For instance, this year or next, I plan to release a kind of mini-CRM product, FOSS-based. However, as I work out all the business plans, I'm trying to think up what is the best software patch deployment model when my patches, if rolled out, could overwrite developer-customized PHP code.
What would you do in my shoes?
I will have these kinds of patches to roll out:
* Critical security patches -- both on the new release and at least on the last 3 major and minor version releases.
* Critical business rules patches -- new releases + last 3 releases. This is for break/fix situations.
* Code improvements/enhancements -- on the latest stable and unstable release, only.
* Minor security improvements -- on the latest stable and unstable release only.
* Minor business rule patches -- on the latest stable and unstable release only.
I could, for instance, release these updates two ways. One way is blindly, where I imagine that the customer has not customized the PHP. This could be of great use to them so that they could run a DIFF and find out what's different, then consider the change. The other could be a DIFF report showing them what code changes were made so that they could consider it.

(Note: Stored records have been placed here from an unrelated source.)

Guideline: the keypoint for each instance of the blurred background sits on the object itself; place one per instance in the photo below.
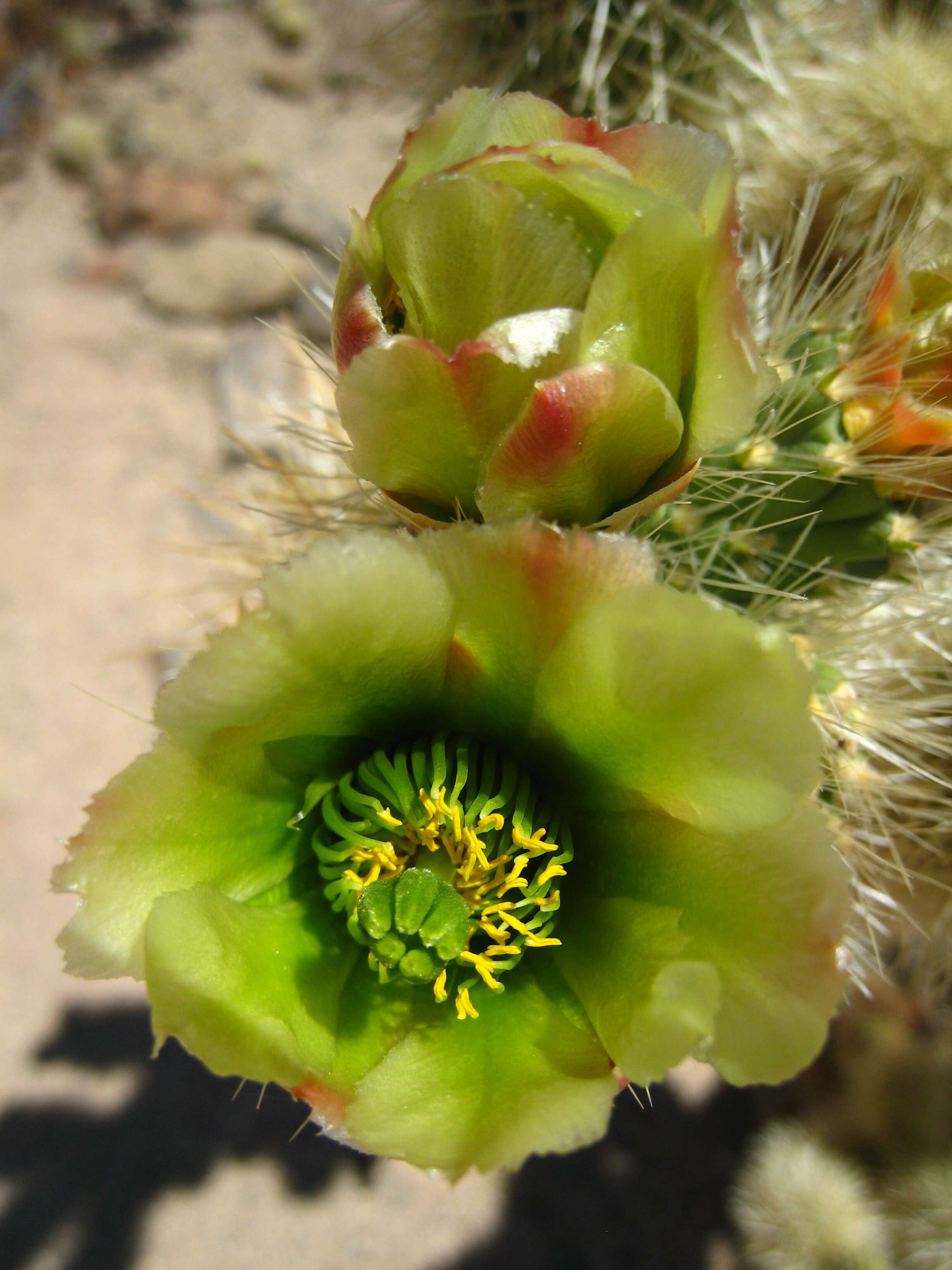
(172, 172)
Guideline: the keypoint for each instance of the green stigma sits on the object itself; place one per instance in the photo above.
(445, 862)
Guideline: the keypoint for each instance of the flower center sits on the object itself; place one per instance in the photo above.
(443, 859)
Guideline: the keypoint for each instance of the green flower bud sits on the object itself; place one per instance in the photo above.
(543, 317)
(454, 831)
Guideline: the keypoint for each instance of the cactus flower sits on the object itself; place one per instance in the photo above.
(541, 317)
(452, 831)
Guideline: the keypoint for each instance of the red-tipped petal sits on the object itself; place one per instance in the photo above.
(587, 442)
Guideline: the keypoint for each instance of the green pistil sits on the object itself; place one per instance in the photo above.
(443, 862)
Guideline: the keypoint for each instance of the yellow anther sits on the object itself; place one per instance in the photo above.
(498, 909)
(464, 1006)
(429, 807)
(535, 844)
(483, 967)
(512, 878)
(514, 922)
(493, 821)
(429, 835)
(494, 931)
(470, 839)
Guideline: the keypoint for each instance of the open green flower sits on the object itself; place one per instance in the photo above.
(454, 830)
(543, 317)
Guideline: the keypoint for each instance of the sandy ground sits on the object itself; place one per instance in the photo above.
(108, 426)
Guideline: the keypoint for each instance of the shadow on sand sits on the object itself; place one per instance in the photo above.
(647, 1198)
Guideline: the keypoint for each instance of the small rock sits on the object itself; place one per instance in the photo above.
(306, 222)
(290, 76)
(79, 144)
(286, 19)
(78, 41)
(21, 103)
(224, 275)
(163, 202)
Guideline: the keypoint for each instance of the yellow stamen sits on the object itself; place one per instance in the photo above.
(484, 968)
(498, 909)
(429, 807)
(464, 1006)
(493, 821)
(535, 844)
(513, 879)
(494, 931)
(547, 901)
(514, 922)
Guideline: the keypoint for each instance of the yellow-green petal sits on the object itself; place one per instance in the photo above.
(487, 1091)
(253, 991)
(169, 822)
(421, 421)
(516, 591)
(677, 705)
(351, 642)
(643, 305)
(465, 253)
(763, 911)
(465, 126)
(584, 445)
(626, 960)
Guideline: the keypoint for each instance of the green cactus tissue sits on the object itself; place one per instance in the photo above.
(541, 317)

Luckily I was smart from the get-go and used a fairly OOP design. All database calls are funneled through a DB class. All page display calls (well, mostly all) are funneled through a Page class. And so on. The only thing left are the business rule pages that call all the class objects to do the work. What this affords me in this kind of coding is the power to offer an update to the DB class without having a major impact on a customized application.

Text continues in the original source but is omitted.